Margo Hoornstra said...

Welcome to Roses of Prose. Your description of country life really pulled me in. Setting is a very important part of any story. Not only do we readers need to know whom we are with, we also need to know where we are. Best of luck on your series. Sounds like you’re have gone, and are going to go far.

Leah St. James said...

Welcome, Hope! I also got sucked into your description of life on your grandparents' farm. And you're so right about why readers love setting. I've never spent a day on a farm (it's been suburbia for me my whole life), so I love reading about small country hometowns, but I also love books set in big cities. I'm going to check into the Newberry series!

Jannine Gallant said...

My grandparents had a small farm, too. I remember the smells (hay and cows) most of all, the fun of running out to the barn where the cats lived, and the sun beating down on me while I picked berried and my fingers turned purple. I write small town books, as well, and it is so important to create an environment that draws in the reader. Sounds like you've done this in Newberry!

Brenda Whiteside said...

Giving a reader a sense of setting is like a ticket to travel. One of my most treasured reviews called my setting a character in its own right. Good post.

Hope Clark said...

Thanks so much, friends. Setting is key to me in a book, and I define it almost before I define characters when I start writing. I want to feel like I am there, so the characters behave naturally in that setting. We like reading a book and being transferred to another place. Appreciate the kind words!

Gina Barlean said...

I love my childhood memories on the farm. No wonder we see eye to eye on things.

Rolynn Anderson said...

Welcome to our ROP, Hope. Congratulations on an impressive body of work! We might be sisters...settings are important characters in my suspense novels, as well...and part of my brand. You can't bury a murder victim in Alaska in the winter...so what do you do with the body? Hide it under blue tarp. Lots of blue tarp in Alaska :-) Thanks for visiting us today!

Hope Clark said...

I love your group, Rolynn.

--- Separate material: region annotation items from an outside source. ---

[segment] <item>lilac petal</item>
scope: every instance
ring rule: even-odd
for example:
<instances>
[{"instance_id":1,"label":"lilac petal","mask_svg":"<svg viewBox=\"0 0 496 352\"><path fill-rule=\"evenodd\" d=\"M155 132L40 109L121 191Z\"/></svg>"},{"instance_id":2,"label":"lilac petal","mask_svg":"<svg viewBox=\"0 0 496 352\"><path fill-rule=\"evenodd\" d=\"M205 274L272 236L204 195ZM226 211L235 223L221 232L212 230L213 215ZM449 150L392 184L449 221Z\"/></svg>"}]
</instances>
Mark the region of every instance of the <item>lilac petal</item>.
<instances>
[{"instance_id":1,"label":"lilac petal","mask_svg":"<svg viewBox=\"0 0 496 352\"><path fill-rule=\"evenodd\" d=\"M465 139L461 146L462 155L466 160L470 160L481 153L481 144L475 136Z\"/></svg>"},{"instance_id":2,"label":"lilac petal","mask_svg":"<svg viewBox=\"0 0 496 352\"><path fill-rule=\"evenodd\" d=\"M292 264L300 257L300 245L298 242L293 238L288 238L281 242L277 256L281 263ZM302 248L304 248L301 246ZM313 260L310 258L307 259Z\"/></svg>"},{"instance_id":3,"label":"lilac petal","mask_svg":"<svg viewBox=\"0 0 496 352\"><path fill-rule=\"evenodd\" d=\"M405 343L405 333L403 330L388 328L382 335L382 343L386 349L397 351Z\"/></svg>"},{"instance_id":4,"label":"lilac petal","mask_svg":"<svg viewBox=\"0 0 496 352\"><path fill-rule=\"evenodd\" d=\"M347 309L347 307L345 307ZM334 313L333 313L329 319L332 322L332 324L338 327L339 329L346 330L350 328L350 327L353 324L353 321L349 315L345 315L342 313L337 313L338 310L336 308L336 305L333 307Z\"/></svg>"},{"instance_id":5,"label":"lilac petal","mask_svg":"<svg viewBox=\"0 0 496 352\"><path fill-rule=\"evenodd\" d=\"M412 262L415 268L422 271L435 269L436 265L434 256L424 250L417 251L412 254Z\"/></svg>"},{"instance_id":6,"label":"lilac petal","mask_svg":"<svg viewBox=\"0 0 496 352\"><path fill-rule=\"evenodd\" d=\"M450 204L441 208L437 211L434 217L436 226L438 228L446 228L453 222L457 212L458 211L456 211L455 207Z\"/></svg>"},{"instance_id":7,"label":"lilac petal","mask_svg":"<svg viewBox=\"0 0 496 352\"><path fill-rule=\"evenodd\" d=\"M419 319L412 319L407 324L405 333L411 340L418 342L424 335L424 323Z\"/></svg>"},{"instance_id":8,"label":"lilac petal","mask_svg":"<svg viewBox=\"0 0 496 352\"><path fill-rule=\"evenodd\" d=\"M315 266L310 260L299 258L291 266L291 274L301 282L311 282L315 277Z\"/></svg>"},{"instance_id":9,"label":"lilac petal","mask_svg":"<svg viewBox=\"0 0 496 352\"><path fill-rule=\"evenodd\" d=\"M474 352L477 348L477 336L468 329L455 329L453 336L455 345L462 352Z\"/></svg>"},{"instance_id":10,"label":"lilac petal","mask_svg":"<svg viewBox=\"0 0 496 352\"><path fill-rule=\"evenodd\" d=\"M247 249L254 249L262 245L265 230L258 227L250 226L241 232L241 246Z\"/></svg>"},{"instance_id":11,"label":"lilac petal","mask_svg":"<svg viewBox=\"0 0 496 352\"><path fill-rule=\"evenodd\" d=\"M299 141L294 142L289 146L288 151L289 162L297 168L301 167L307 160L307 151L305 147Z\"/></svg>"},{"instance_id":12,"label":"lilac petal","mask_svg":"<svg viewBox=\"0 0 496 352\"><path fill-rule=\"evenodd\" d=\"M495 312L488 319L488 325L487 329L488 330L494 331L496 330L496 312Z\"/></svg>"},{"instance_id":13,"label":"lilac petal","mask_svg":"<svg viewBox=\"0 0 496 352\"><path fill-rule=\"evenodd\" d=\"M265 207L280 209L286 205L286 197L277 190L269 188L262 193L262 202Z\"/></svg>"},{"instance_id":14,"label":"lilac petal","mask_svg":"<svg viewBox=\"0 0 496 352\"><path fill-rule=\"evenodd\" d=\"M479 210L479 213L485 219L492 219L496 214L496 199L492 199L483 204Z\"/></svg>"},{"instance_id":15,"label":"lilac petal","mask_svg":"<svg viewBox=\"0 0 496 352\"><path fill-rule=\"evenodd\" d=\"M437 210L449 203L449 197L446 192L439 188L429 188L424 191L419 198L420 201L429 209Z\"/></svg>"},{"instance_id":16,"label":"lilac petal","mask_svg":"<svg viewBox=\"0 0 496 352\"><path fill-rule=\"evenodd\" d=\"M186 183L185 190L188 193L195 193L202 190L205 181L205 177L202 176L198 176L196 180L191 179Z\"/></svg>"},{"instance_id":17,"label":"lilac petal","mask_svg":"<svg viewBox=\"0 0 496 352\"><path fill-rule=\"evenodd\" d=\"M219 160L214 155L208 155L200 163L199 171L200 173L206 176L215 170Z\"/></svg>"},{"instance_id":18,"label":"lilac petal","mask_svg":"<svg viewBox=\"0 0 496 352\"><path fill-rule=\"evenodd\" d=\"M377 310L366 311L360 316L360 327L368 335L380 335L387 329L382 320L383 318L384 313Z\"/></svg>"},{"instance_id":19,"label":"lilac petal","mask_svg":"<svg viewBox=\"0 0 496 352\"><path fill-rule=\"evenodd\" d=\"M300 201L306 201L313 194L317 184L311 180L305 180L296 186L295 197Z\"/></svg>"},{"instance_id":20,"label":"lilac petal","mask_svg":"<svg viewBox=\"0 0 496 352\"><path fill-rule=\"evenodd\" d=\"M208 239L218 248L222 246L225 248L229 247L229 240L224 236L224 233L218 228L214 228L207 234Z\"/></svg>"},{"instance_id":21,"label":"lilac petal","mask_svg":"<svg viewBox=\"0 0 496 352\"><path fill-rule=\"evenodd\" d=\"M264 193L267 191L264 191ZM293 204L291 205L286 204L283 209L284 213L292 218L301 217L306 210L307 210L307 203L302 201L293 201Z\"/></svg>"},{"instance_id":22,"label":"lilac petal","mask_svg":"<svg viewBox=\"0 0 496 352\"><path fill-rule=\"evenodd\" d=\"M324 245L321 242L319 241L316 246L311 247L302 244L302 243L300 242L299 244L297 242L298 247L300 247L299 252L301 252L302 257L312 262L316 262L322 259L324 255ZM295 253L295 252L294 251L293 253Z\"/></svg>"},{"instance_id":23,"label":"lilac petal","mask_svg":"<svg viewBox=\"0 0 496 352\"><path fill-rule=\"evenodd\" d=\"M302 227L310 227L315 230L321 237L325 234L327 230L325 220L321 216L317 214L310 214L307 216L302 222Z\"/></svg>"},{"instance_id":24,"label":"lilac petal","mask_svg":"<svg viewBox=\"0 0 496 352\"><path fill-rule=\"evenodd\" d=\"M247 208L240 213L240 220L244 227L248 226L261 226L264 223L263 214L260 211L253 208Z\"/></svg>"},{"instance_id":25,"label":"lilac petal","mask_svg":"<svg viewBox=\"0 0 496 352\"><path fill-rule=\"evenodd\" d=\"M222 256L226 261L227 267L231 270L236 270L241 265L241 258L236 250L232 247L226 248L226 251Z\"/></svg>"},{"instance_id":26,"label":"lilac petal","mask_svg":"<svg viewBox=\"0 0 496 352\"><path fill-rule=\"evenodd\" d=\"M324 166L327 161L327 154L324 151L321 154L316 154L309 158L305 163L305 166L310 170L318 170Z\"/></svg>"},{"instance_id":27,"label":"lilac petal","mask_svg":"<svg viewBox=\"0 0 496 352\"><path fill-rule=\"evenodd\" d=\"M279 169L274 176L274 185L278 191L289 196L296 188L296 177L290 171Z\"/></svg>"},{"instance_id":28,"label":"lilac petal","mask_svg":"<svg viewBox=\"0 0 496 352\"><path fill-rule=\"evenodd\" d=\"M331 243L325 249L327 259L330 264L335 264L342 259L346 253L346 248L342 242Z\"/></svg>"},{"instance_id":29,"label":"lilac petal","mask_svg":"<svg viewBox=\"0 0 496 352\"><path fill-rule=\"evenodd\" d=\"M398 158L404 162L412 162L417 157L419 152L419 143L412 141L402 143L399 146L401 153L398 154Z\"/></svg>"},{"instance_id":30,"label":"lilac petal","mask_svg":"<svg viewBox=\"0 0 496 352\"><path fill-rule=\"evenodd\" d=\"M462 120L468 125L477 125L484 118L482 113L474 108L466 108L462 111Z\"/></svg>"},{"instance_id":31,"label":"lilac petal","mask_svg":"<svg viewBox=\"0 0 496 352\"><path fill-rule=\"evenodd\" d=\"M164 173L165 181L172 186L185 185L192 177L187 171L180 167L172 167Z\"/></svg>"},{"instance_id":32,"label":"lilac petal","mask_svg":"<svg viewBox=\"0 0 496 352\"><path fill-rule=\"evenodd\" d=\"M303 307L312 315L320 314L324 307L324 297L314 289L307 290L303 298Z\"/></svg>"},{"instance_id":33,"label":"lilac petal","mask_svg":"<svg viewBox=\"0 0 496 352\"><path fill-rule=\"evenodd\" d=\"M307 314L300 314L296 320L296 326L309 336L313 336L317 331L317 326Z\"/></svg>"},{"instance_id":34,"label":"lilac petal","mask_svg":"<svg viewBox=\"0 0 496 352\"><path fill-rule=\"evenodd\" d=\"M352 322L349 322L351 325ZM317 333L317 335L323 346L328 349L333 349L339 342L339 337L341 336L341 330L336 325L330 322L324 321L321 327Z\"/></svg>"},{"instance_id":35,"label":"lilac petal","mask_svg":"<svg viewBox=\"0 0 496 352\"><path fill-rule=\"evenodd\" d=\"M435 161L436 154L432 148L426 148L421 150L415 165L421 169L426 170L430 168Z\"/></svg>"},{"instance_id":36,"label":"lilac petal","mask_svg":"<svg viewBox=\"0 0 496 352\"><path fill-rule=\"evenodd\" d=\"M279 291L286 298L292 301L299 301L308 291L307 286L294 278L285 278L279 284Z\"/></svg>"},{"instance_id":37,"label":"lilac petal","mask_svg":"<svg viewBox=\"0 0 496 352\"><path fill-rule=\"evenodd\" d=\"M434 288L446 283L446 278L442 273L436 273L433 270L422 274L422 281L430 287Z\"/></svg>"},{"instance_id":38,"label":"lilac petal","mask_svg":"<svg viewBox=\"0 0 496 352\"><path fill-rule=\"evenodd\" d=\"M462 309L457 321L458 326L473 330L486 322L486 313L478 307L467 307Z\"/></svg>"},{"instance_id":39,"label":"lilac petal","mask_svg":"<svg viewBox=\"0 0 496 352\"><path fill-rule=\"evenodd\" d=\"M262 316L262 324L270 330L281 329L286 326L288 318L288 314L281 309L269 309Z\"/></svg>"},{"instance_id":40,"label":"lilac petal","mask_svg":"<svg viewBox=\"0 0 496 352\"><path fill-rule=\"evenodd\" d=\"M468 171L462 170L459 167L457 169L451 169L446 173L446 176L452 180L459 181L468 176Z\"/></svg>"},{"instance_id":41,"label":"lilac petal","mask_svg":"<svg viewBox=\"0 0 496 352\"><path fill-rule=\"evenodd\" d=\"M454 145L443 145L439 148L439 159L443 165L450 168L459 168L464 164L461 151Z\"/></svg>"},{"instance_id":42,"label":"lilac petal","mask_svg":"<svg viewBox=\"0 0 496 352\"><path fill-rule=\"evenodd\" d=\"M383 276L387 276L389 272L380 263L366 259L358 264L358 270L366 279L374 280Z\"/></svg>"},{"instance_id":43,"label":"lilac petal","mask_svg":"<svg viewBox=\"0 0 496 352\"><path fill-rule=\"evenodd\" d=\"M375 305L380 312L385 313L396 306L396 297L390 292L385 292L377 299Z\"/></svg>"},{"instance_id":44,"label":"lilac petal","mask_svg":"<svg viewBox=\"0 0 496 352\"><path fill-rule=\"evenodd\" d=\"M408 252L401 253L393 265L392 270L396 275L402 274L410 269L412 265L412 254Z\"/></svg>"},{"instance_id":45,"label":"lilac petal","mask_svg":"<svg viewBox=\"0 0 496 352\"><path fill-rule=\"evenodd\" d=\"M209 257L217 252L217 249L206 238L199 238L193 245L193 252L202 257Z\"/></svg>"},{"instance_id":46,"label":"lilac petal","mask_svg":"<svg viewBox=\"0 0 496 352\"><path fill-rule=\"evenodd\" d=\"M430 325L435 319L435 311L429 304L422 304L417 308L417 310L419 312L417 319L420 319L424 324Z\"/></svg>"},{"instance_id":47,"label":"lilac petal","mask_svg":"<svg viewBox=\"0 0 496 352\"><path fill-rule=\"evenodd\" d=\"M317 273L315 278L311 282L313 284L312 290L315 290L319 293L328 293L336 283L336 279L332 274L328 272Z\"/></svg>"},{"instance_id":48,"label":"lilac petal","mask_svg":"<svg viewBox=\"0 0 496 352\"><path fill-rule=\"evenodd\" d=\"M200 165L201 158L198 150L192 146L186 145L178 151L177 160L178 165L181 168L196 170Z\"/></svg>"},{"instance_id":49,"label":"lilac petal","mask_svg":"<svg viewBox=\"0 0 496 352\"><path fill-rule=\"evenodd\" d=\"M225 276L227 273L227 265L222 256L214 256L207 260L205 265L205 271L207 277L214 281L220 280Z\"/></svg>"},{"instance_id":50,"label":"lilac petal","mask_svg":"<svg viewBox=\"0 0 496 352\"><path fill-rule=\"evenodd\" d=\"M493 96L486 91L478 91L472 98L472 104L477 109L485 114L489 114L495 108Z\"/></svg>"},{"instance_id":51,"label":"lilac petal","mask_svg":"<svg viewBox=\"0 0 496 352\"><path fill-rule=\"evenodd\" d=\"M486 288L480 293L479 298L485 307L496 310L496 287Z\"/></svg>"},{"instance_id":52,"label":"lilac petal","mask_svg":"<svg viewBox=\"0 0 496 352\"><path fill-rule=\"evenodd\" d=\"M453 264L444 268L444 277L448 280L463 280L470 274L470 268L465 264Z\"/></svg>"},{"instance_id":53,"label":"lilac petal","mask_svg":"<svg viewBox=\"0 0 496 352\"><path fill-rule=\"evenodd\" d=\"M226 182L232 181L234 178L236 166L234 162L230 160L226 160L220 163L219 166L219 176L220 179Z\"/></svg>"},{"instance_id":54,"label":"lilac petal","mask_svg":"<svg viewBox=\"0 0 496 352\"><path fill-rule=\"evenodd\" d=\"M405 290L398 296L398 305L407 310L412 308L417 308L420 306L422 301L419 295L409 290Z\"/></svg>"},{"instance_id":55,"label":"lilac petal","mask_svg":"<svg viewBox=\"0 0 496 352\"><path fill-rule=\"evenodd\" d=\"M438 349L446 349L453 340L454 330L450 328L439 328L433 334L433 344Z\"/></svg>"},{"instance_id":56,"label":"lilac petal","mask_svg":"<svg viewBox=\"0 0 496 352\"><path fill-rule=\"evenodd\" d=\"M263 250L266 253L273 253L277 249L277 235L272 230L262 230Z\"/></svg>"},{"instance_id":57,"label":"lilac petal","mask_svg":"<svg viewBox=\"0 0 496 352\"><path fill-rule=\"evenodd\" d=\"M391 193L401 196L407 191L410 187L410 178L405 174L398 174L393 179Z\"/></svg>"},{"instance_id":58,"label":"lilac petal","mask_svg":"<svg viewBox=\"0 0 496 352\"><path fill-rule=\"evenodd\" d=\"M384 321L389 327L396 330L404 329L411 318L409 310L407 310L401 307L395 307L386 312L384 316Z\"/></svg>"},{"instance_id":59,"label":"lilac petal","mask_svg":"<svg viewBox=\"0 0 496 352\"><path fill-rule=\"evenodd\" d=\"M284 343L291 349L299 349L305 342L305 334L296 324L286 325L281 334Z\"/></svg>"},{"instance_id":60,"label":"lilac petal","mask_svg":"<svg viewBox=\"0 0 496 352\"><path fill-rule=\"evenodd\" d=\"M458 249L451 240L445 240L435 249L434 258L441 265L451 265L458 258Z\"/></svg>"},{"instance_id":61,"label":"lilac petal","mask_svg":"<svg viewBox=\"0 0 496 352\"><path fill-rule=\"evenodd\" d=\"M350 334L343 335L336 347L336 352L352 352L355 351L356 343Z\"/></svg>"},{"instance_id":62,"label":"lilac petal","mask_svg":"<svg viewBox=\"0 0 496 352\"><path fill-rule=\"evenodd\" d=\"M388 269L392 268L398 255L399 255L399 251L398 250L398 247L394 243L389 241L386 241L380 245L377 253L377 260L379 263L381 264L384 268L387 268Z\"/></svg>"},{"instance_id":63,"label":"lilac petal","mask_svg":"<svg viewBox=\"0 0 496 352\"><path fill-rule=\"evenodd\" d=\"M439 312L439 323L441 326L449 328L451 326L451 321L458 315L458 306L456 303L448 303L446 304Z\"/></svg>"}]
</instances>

Thanks for allowing me to share with you and your readers. Looks like we all love setting! And about Alaska, I can see that about a body. On the coast of SC, just float it into the ocean for the sharks or leave it in a back marsh for the gators.

Andrea Downing said...

Wow, I thought I was right back reading Faulkner again with your descriptions (the gentler books). Loved your childhood memories. I'm a city-bed girl who loves Wyoming--a sense of place comes for all different reasons. Good luck with this next book!

Diane Burton said...

Welcome, Hope. Great post. Loved the description of your memories on the farm. Wishing you much success.